With its preposterously gerrymandered congressional voting districts, Maryland is an outstanding example of why states need nonpartisan redistricting reform. But the redistricting bill that emerged this year in Annapolis — in equal parts cynical and ludicrous — makes clear that the Democrats who dominate both houses of the General Assembly there remain loath to part with the incumbent-protection racket that enables them to choose their voters and perpetuate their grip on power with scant regard for good governance. The bill, sponsored by Sen. Craig J. Zucker (D-Montgomery), is an Alphonse-and-Gaston arrangement, except that in this case there is not one Gaston but five. It would establish a nonpartisan commission to draft the state’s congressional districts — so far so good — but only if five other Eastern Seaboard states agreed in lockstep to do the same. (They are New York, New Jersey, Pennsylvania, Virginia and North Carolina.)

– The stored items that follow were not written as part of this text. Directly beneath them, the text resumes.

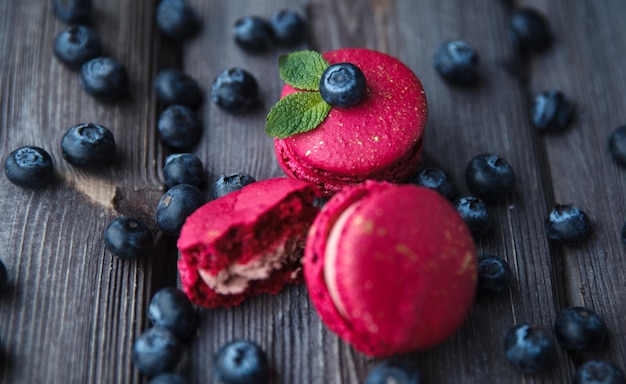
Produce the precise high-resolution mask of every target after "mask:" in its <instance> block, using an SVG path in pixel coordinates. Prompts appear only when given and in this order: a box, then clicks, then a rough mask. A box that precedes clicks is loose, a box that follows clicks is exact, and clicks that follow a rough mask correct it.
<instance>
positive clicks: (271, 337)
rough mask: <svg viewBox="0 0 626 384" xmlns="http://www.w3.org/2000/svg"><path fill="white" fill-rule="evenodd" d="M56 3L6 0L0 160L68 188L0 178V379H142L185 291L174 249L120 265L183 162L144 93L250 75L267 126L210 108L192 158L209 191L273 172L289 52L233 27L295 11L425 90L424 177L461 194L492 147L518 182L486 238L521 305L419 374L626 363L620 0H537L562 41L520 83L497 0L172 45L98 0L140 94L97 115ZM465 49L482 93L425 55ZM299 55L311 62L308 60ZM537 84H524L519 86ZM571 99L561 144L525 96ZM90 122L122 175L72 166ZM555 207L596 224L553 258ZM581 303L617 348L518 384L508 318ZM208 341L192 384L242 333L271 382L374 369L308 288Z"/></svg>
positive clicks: (212, 311)
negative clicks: (109, 138) (483, 155)
mask: <svg viewBox="0 0 626 384" xmlns="http://www.w3.org/2000/svg"><path fill="white" fill-rule="evenodd" d="M50 3H51V2H50V1H43V0H39V1H37V0H19V1H18V0H5V1H1V2H0V52H1V53H0V155H1V157H2V159H3V160H4V158H5V157H6V156H7V155H8V153H9V152H10V151H12V150H13V149H15V148H17V147H19V146H22V145H38V146H41V147H43V148H45V149H47V150H48V151H49V152H50V153H51V154H52V156H53V158H54V161H55V167H56V180H55V183H54V184H53V185H51V186H49V187H46V188H44V189H42V190H38V191H30V190H24V189H21V188H18V187H16V186H14V185H12V184H11V183H9V182H8V180H7V179H6V177H4V175H2V177H1V180H0V212H2V220H3V224H2V225H0V250H1V252H0V258H2V260H3V261H4V262H5V264H6V265H7V268H8V271H9V276H10V287H9V289H8V290H7V291H6V292H4V293H3V294H2V296H1V297H0V338H1V339H2V350H3V355H4V359H3V363H2V371H1V372H0V381H1V382H2V383H140V382H145V379H144V378H142V377H141V375H139V374H138V372H137V371H136V370H135V369H134V368H133V366H132V363H131V347H132V343H133V340H134V339H135V338H136V337H137V336H138V335H139V334H140V333H141V332H142V330H144V329H146V328H147V327H148V322H147V319H146V314H145V313H146V306H147V303H148V301H149V299H150V297H151V295H152V294H153V293H154V292H155V291H156V290H158V289H159V288H161V287H164V286H168V285H175V284H176V282H177V273H176V257H177V255H176V248H175V243H174V240H173V239H171V238H166V237H164V236H161V235H158V236H157V241H158V243H159V246H158V247H157V251H156V252H155V253H154V254H153V255H152V257H150V258H147V259H145V260H142V261H140V262H124V261H120V260H118V259H116V258H115V257H113V256H111V255H110V254H109V253H107V252H106V251H105V249H104V245H103V242H102V232H103V230H104V228H105V227H106V225H107V224H108V223H109V222H110V221H111V220H112V219H113V218H115V217H117V216H119V215H120V214H134V215H138V216H140V217H142V218H144V219H146V220H147V221H149V222H150V225H151V226H153V227H155V224H154V220H153V219H152V216H153V212H154V209H155V207H156V202H157V201H158V198H159V197H160V195H161V194H162V193H163V191H164V189H163V187H162V170H161V165H162V163H163V161H164V158H165V157H166V156H167V154H168V153H169V151H168V149H167V148H166V147H165V146H164V145H163V144H162V143H161V142H160V140H159V137H158V135H157V132H156V129H155V123H156V119H157V117H158V114H159V111H160V108H161V106H160V105H159V104H158V103H157V102H156V99H155V97H154V94H153V91H152V81H153V79H154V76H155V74H156V73H157V72H158V71H159V70H160V69H162V68H168V67H175V68H182V69H184V70H185V71H186V72H187V73H189V74H190V75H191V76H192V77H194V78H196V79H197V80H198V81H199V82H200V83H201V85H202V87H203V89H204V90H205V91H207V92H208V91H209V89H210V84H211V82H212V81H213V78H214V77H215V76H216V75H217V74H218V73H219V72H220V71H221V70H223V69H225V68H228V67H232V66H238V67H242V68H244V69H247V70H249V71H250V72H251V73H253V74H254V75H255V76H256V77H257V79H258V81H259V85H260V90H261V94H262V97H263V106H262V107H261V108H259V110H257V111H256V112H254V113H250V114H247V115H244V116H237V115H232V114H227V113H224V112H223V111H222V110H219V109H218V108H216V107H214V106H213V105H212V104H211V103H210V102H209V100H208V98H207V100H205V102H204V105H203V107H202V110H201V114H202V118H203V121H204V133H203V136H202V139H201V141H200V143H198V146H197V147H196V149H195V151H194V152H195V153H196V154H197V155H198V156H199V157H200V158H201V159H202V160H203V161H204V163H205V165H206V168H207V171H208V172H209V175H210V179H211V181H213V180H215V179H216V178H217V177H219V175H220V174H223V173H231V172H240V171H244V172H247V173H250V174H252V175H254V176H255V177H256V178H257V179H265V178H270V177H274V176H280V175H281V171H280V169H279V167H278V166H277V164H276V161H275V160H274V155H273V150H272V140H271V139H270V138H268V137H267V136H265V134H264V132H263V127H264V116H265V114H266V113H267V111H268V110H269V108H270V106H271V105H272V104H273V103H274V102H275V101H276V100H277V99H278V96H279V94H280V89H281V87H282V82H281V80H280V78H279V76H278V71H277V67H276V59H277V57H278V55H279V54H281V53H284V52H286V51H285V50H280V49H274V50H271V51H270V52H268V53H266V54H260V55H250V54H246V53H244V52H242V51H241V50H240V49H239V48H237V46H236V45H235V44H234V42H233V41H232V36H231V26H232V24H233V22H234V20H236V19H237V18H238V17H241V16H244V15H250V14H257V15H261V16H265V17H269V16H270V15H271V13H272V12H274V11H276V10H278V9H281V8H293V9H297V10H299V11H300V12H302V14H303V15H306V16H307V18H308V21H309V23H310V29H311V39H310V40H311V41H310V44H307V45H305V46H303V47H310V48H313V49H316V50H320V51H326V50H330V49H336V48H341V47H347V46H360V47H368V48H374V49H378V50H381V51H385V52H388V53H390V54H392V55H394V56H397V57H398V58H400V59H401V60H402V61H404V62H405V63H406V64H407V65H408V66H409V67H411V68H412V69H413V70H414V71H415V72H416V74H417V75H418V76H419V77H420V79H421V80H422V82H423V85H424V88H425V90H426V93H427V97H428V101H429V108H430V116H429V123H428V127H427V134H426V146H425V156H424V159H423V165H424V166H427V165H434V166H440V167H442V168H444V169H445V170H446V171H448V172H449V173H450V174H451V175H452V176H453V178H454V179H455V181H456V184H457V189H458V192H459V194H460V195H464V194H467V193H468V191H467V188H466V186H465V183H464V177H463V172H464V168H465V164H466V163H467V162H468V160H469V159H470V158H471V157H472V156H474V155H476V154H478V153H481V152H493V153H497V154H499V155H501V156H502V157H504V158H505V159H507V160H508V161H509V163H511V164H512V166H513V167H514V169H515V171H516V173H517V180H518V183H517V187H516V191H515V194H514V195H513V196H511V197H510V198H508V199H507V200H506V201H504V202H501V203H498V204H497V205H493V206H491V208H492V211H493V213H494V216H495V223H496V225H495V228H494V230H493V231H491V232H490V233H489V234H487V235H485V236H483V237H481V238H480V239H479V240H478V246H479V249H480V251H481V252H491V253H496V254H499V255H501V256H503V257H505V258H506V259H507V260H508V261H509V263H510V264H511V266H512V268H513V271H514V274H515V282H514V284H513V287H512V289H511V290H510V292H508V293H507V294H504V295H502V296H500V297H494V298H479V299H477V301H476V303H475V305H474V307H473V309H472V311H471V313H470V315H469V317H468V319H467V322H466V324H465V325H464V326H463V327H462V329H461V330H460V331H459V332H458V333H457V334H456V335H455V336H454V337H453V338H452V339H450V340H448V341H446V342H444V343H443V344H441V345H440V346H437V347H435V348H433V349H431V350H428V351H423V352H416V353H413V354H409V355H407V356H403V357H401V359H404V360H408V361H412V362H413V363H414V364H415V365H416V366H417V367H418V368H419V370H420V371H421V373H422V376H423V378H424V381H425V382H428V383H567V382H570V381H571V378H572V376H573V372H574V370H575V368H576V367H577V366H578V365H580V364H581V363H582V362H583V361H585V360H588V359H591V358H605V359H609V360H612V361H614V362H616V363H618V364H619V365H621V367H622V368H626V364H625V363H624V362H625V361H626V334H625V333H624V328H623V324H624V323H625V322H626V276H625V274H626V272H625V271H626V258H625V252H624V248H623V246H622V243H621V240H620V231H621V228H622V225H623V223H624V220H625V218H626V170H624V169H621V168H619V167H618V166H617V165H616V164H615V163H613V162H612V161H611V159H610V157H609V155H608V151H607V138H608V135H609V134H610V132H611V131H612V130H613V129H615V128H617V127H618V126H619V125H622V124H625V123H626V103H624V99H625V96H626V95H625V94H626V65H625V63H626V61H625V58H626V56H625V54H624V52H626V29H625V27H624V23H623V15H624V14H626V2H624V1H622V0H606V1H578V0H576V1H567V0H559V1H548V0H524V1H520V2H518V3H517V5H528V6H533V7H535V8H537V9H539V10H540V11H541V12H543V13H544V14H545V15H546V16H547V17H548V19H549V20H550V23H551V27H552V29H553V32H554V35H555V44H554V45H553V46H552V47H551V49H550V50H548V51H547V52H545V53H543V54H541V55H537V56H534V57H532V58H531V59H530V60H527V61H525V62H524V63H523V64H524V65H523V67H522V69H523V70H524V73H525V74H526V78H525V79H518V78H515V77H512V76H511V75H509V74H508V73H507V72H506V71H505V70H504V67H503V63H505V62H507V60H508V59H510V58H511V56H512V54H513V50H512V48H511V45H510V43H509V41H508V40H507V35H506V29H507V24H508V14H509V9H508V8H507V6H506V5H505V2H504V1H497V0H482V1H478V0H476V1H467V0H447V1H440V0H424V1H413V0H396V1H392V0H369V1H365V0H332V1H331V0H313V1H305V0H297V1H288V0H272V1H260V0H229V1H202V0H193V1H191V3H192V4H193V5H194V7H196V9H197V11H198V13H199V14H200V15H201V17H202V21H203V29H202V31H201V32H200V33H199V34H198V35H197V36H196V37H195V38H194V39H192V40H190V41H188V42H187V43H185V44H184V46H180V45H178V44H174V43H172V42H167V41H165V40H164V39H163V38H162V37H161V36H160V35H159V33H158V32H157V31H156V29H155V25H154V17H153V15H154V8H155V6H156V0H137V1H126V0H110V1H98V0H94V8H95V9H94V17H93V23H92V26H93V27H94V28H95V29H96V30H97V31H98V33H99V34H100V35H101V37H102V39H103V42H104V46H105V51H106V53H107V54H108V55H110V56H113V57H115V58H117V59H119V60H120V61H122V62H123V63H124V64H125V65H126V67H127V69H128V72H129V75H130V78H131V84H132V86H131V89H132V92H131V96H130V97H129V98H127V99H125V100H123V101H121V102H117V103H108V104H103V103H100V102H97V101H95V100H93V99H92V98H90V97H89V96H87V95H86V94H85V93H84V92H82V91H81V89H80V87H79V84H78V76H77V74H76V73H75V72H71V71H69V70H67V69H66V68H65V67H62V66H61V65H60V64H59V62H58V61H56V60H55V59H54V58H53V56H52V48H51V47H52V40H53V38H54V36H55V34H57V33H58V32H59V31H61V30H62V29H63V28H64V25H63V24H62V23H61V22H59V21H57V20H56V19H55V18H54V16H53V14H52V10H51V6H50ZM452 38H464V39H466V40H468V41H469V42H470V43H471V44H472V45H474V46H475V47H476V48H477V50H478V51H479V53H480V55H481V59H482V63H481V65H482V68H481V81H480V83H479V84H478V85H477V86H474V87H462V88H456V87H450V86H448V85H447V84H445V83H444V82H442V81H441V79H440V78H439V77H438V76H437V75H436V73H435V72H434V70H433V69H432V66H431V58H432V54H433V52H434V50H435V49H436V47H437V46H438V45H439V44H440V43H441V42H443V41H444V40H447V39H452ZM303 47H301V48H303ZM522 80H523V81H522ZM551 88H557V89H561V90H562V91H563V92H564V93H565V94H567V95H568V96H569V97H570V98H571V99H572V100H574V102H575V103H576V108H577V109H576V119H575V121H574V123H573V124H572V126H571V129H569V130H568V131H567V132H565V133H562V134H558V135H544V134H540V133H538V132H536V131H535V130H534V129H533V128H532V127H531V126H530V122H529V118H528V113H527V110H528V106H529V97H530V96H531V95H532V94H535V93H537V92H540V91H543V90H547V89H551ZM81 122H97V123H100V124H102V125H105V126H107V127H108V128H110V129H111V130H112V131H113V133H114V134H115V137H116V141H117V144H118V156H117V158H116V161H115V163H114V164H113V165H112V166H111V167H107V168H106V169H102V170H98V171H96V172H87V171H80V170H77V169H76V168H73V167H71V166H69V165H68V164H67V163H65V162H64V160H63V159H62V157H61V156H60V149H59V141H60V138H61V136H62V135H63V133H64V132H65V130H66V129H67V128H68V127H70V126H71V125H74V124H77V123H81ZM555 203H573V204H575V205H577V206H579V207H580V208H581V209H583V210H585V211H586V212H587V213H588V214H589V215H590V217H591V218H592V222H593V225H594V228H595V232H594V235H593V236H592V238H591V239H590V240H589V241H587V242H585V243H584V244H582V245H579V246H574V247H558V246H554V245H551V244H550V243H549V242H548V241H547V239H546V237H545V235H544V232H543V221H544V219H545V217H546V216H547V214H548V212H549V210H550V209H551V208H552V206H553V205H554V204H555ZM571 305H585V306H588V307H590V308H592V309H594V310H596V312H598V313H599V314H600V315H601V316H602V317H603V318H604V319H605V321H606V323H607V325H608V327H609V330H610V337H609V341H608V342H607V343H606V344H605V345H604V346H603V347H602V348H601V349H600V350H599V351H596V352H593V353H590V354H586V355H573V354H570V353H567V352H564V351H563V350H562V349H561V348H559V349H558V359H557V361H556V362H555V364H554V366H553V367H551V369H548V370H547V371H545V372H542V373H540V374H536V375H525V374H522V373H520V372H518V371H516V370H514V369H513V368H511V367H510V366H509V365H508V364H507V362H506V361H505V359H504V355H503V353H502V346H501V339H502V335H503V333H504V332H505V331H506V329H507V328H508V327H510V326H511V325H513V324H516V323H524V322H531V323H538V324H541V325H543V326H545V327H546V328H549V327H551V324H552V322H553V320H554V318H555V316H556V314H557V313H558V312H559V311H561V310H562V309H564V308H566V307H568V306H571ZM200 318H201V320H200V325H199V328H198V331H197V335H196V337H194V338H193V340H192V341H191V342H190V343H189V344H188V345H187V347H186V354H185V356H184V359H183V362H182V363H181V365H180V367H179V370H180V371H181V372H183V373H184V374H185V375H186V376H187V377H188V378H189V380H190V382H191V383H212V382H214V380H213V378H212V362H211V357H212V355H213V353H214V352H215V351H216V350H217V348H218V347H219V346H220V345H222V344H224V343H226V342H227V341H229V340H232V339H234V338H248V339H251V340H254V341H256V342H257V343H259V344H260V345H261V346H262V347H263V348H264V349H265V350H266V351H267V353H268V355H269V357H270V361H271V363H272V366H273V370H274V376H275V380H274V382H275V383H285V384H298V383H359V382H362V381H363V380H364V378H365V376H366V375H367V372H368V371H369V370H370V369H371V368H372V367H373V365H374V364H375V363H376V362H377V361H378V360H375V359H368V358H366V357H364V356H363V355H361V354H359V353H358V352H356V351H354V350H353V349H352V348H351V347H349V346H348V345H346V344H345V343H343V342H342V341H341V340H339V339H338V338H336V337H335V336H334V335H333V334H331V333H329V332H328V331H327V330H326V329H325V328H324V326H323V324H322V323H321V322H320V321H319V318H318V317H317V315H316V313H315V310H314V308H313V307H312V306H311V304H310V302H309V300H308V298H307V292H306V288H305V287H304V286H293V287H289V288H288V289H286V290H285V291H284V292H282V293H280V294H279V295H277V296H262V297H258V298H254V299H251V300H249V301H248V302H246V303H244V304H243V305H241V306H239V307H237V308H233V309H229V310H222V309H218V310H204V311H201V317H200Z"/></svg>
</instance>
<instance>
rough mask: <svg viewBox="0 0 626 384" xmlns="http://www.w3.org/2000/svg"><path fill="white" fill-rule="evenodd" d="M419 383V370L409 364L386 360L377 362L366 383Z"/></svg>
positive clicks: (405, 383)
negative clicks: (399, 362) (394, 361)
mask: <svg viewBox="0 0 626 384" xmlns="http://www.w3.org/2000/svg"><path fill="white" fill-rule="evenodd" d="M388 383H395V384H419V383H420V375H419V373H418V372H417V370H416V369H415V368H414V367H412V366H409V365H407V364H402V363H396V362H390V361H384V362H382V363H379V364H377V365H376V366H375V367H374V368H373V369H372V370H371V371H370V373H369V374H368V375H367V377H366V378H365V384H388Z"/></svg>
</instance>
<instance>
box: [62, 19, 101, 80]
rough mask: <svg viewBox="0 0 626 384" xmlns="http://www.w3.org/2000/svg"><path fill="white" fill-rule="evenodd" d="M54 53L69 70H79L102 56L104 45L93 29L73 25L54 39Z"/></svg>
mask: <svg viewBox="0 0 626 384" xmlns="http://www.w3.org/2000/svg"><path fill="white" fill-rule="evenodd" d="M53 52H54V55H55V56H56V58H57V59H59V61H61V62H62V63H63V64H65V65H66V66H68V67H69V68H72V69H79V68H80V67H81V66H82V65H83V64H85V63H86V62H88V61H89V60H91V59H94V58H96V57H98V56H100V54H101V53H102V43H101V42H100V37H99V36H98V35H97V34H96V33H95V32H94V31H93V30H92V29H90V28H87V27H85V26H82V25H73V26H71V27H68V28H67V29H64V30H63V31H61V33H59V34H58V35H57V36H56V37H55V38H54V45H53Z"/></svg>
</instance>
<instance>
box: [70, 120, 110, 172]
mask: <svg viewBox="0 0 626 384" xmlns="http://www.w3.org/2000/svg"><path fill="white" fill-rule="evenodd" d="M61 155H62V156H63V158H64V159H65V160H66V161H67V162H68V163H70V164H72V165H75V166H77V167H99V166H103V165H107V164H109V163H111V162H112V161H113V159H114V156H115V138H114V137H113V134H112V133H111V131H109V130H108V129H107V128H105V127H103V126H102V125H99V124H94V123H84V124H78V125H75V126H73V127H70V129H68V130H67V132H65V134H64V135H63V138H62V139H61Z"/></svg>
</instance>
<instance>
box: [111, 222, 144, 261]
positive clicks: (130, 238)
mask: <svg viewBox="0 0 626 384" xmlns="http://www.w3.org/2000/svg"><path fill="white" fill-rule="evenodd" d="M103 237H104V245H105V246H106V248H107V249H108V250H109V252H111V253H112V254H113V255H115V256H117V257H119V258H120V259H123V260H138V259H141V258H143V257H146V256H148V255H149V254H150V253H151V252H152V247H153V244H154V241H153V238H152V232H151V231H150V229H149V228H148V227H147V226H146V225H145V224H144V223H143V222H141V221H140V220H138V219H136V218H134V217H130V216H122V217H118V218H117V219H115V220H113V221H112V222H111V223H109V225H108V226H107V227H106V229H105V230H104V236H103Z"/></svg>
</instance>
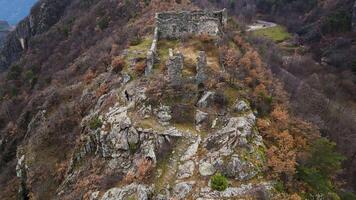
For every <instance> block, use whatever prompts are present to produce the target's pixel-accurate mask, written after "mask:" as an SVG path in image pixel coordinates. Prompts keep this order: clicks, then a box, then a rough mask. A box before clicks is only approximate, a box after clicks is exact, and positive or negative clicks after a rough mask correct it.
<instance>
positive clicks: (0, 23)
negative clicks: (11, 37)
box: [0, 20, 11, 47]
mask: <svg viewBox="0 0 356 200" xmlns="http://www.w3.org/2000/svg"><path fill="white" fill-rule="evenodd" d="M10 28H11V27H10V25H9V23H8V22H7V21H2V20H0V47H1V45H2V43H3V41H4V40H5V38H6V36H7V34H9V32H10Z"/></svg>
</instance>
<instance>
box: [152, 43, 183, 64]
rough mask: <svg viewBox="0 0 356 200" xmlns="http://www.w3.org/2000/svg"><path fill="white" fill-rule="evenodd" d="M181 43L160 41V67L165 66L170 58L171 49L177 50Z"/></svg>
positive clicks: (157, 46)
mask: <svg viewBox="0 0 356 200" xmlns="http://www.w3.org/2000/svg"><path fill="white" fill-rule="evenodd" d="M180 44H181V42H180V41H179V40H159V41H158V44H157V53H158V57H159V59H160V65H165V64H166V61H167V60H168V56H169V49H173V50H174V49H176V48H178V47H179V45H180Z"/></svg>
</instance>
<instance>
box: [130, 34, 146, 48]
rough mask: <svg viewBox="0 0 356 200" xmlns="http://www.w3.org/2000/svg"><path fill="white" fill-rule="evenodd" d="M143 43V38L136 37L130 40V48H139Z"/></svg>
mask: <svg viewBox="0 0 356 200" xmlns="http://www.w3.org/2000/svg"><path fill="white" fill-rule="evenodd" d="M142 41H143V39H142V37H140V36H136V37H133V38H132V39H131V40H130V46H137V45H139V44H141V42H142Z"/></svg>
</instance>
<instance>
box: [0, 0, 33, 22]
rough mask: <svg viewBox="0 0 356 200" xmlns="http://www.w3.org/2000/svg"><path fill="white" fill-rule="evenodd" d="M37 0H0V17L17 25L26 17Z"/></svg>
mask: <svg viewBox="0 0 356 200" xmlns="http://www.w3.org/2000/svg"><path fill="white" fill-rule="evenodd" d="M36 2H37V0H0V19H2V20H6V21H8V22H9V23H10V24H12V25H15V24H17V23H18V22H19V21H20V20H21V19H23V18H24V17H26V16H27V15H28V14H29V13H30V10H31V7H32V6H33V5H34V4H35V3H36Z"/></svg>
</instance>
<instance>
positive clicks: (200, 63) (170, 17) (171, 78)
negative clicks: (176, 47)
mask: <svg viewBox="0 0 356 200" xmlns="http://www.w3.org/2000/svg"><path fill="white" fill-rule="evenodd" d="M155 17H156V27H155V30H154V36H153V41H152V45H151V48H150V49H149V50H148V52H147V66H146V70H145V74H146V75H149V74H151V72H152V69H153V65H154V63H155V61H156V60H157V59H156V54H157V42H158V40H159V39H179V38H183V37H185V36H189V35H202V34H207V35H210V36H221V35H222V34H223V30H224V28H225V26H226V24H227V12H226V10H225V9H223V10H220V11H191V12H190V11H182V12H162V13H156V16H155ZM183 61H184V56H183V55H182V54H181V53H179V52H177V53H173V50H172V49H169V58H168V61H167V63H166V65H167V71H168V80H169V81H170V83H171V84H172V85H179V84H180V83H181V78H182V69H183V63H184V62H183ZM206 67H207V59H206V54H205V52H204V51H200V52H199V55H198V57H197V66H196V68H197V70H196V71H197V74H196V76H195V81H196V83H197V84H200V83H203V82H204V81H205V79H206V74H205V73H206V71H207V70H206Z"/></svg>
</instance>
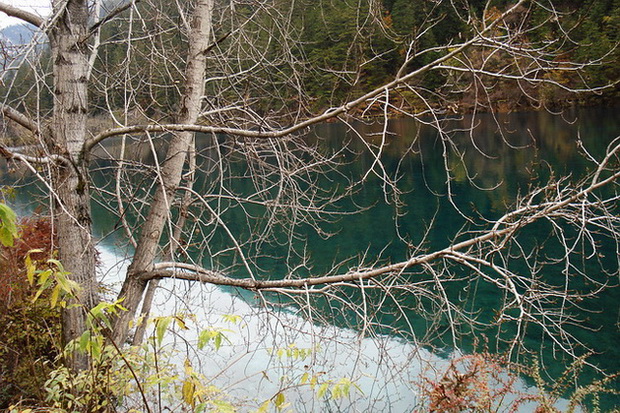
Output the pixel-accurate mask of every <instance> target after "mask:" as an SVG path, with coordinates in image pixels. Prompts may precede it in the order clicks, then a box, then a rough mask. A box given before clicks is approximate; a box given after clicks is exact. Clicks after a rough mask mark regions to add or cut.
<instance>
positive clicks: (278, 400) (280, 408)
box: [274, 392, 286, 409]
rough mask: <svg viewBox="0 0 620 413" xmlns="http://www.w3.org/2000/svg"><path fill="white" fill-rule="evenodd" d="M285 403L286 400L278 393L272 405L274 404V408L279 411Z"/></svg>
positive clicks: (280, 394)
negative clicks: (272, 404)
mask: <svg viewBox="0 0 620 413" xmlns="http://www.w3.org/2000/svg"><path fill="white" fill-rule="evenodd" d="M285 401H286V398H285V397H284V393H282V392H280V393H278V395H277V396H276V399H275V400H274V403H275V404H276V407H277V408H278V409H281V408H282V406H283V405H284V402H285Z"/></svg>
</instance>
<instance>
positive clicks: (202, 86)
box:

Why Mr. Zucker and the Democratic leadership didn’t throw in some Rocky Mountain and New England states, plus Alabama and New Mexico (among others) for good measure, is beyond us. As long as Maryland has chosen to enact legislation governing other states’ conduct, why stop at just five?
Maryland may count as the nation’s most heavily gerrymandered state where Democrats control the legislature, which explains their hostility to the idea of unilateral reform. If Republicans are crafting gerrymandered voting maps to maximize their clout in Congress, their argument goes, why should Democrats be so pure, especially if it costs them a seat or two in Maryland?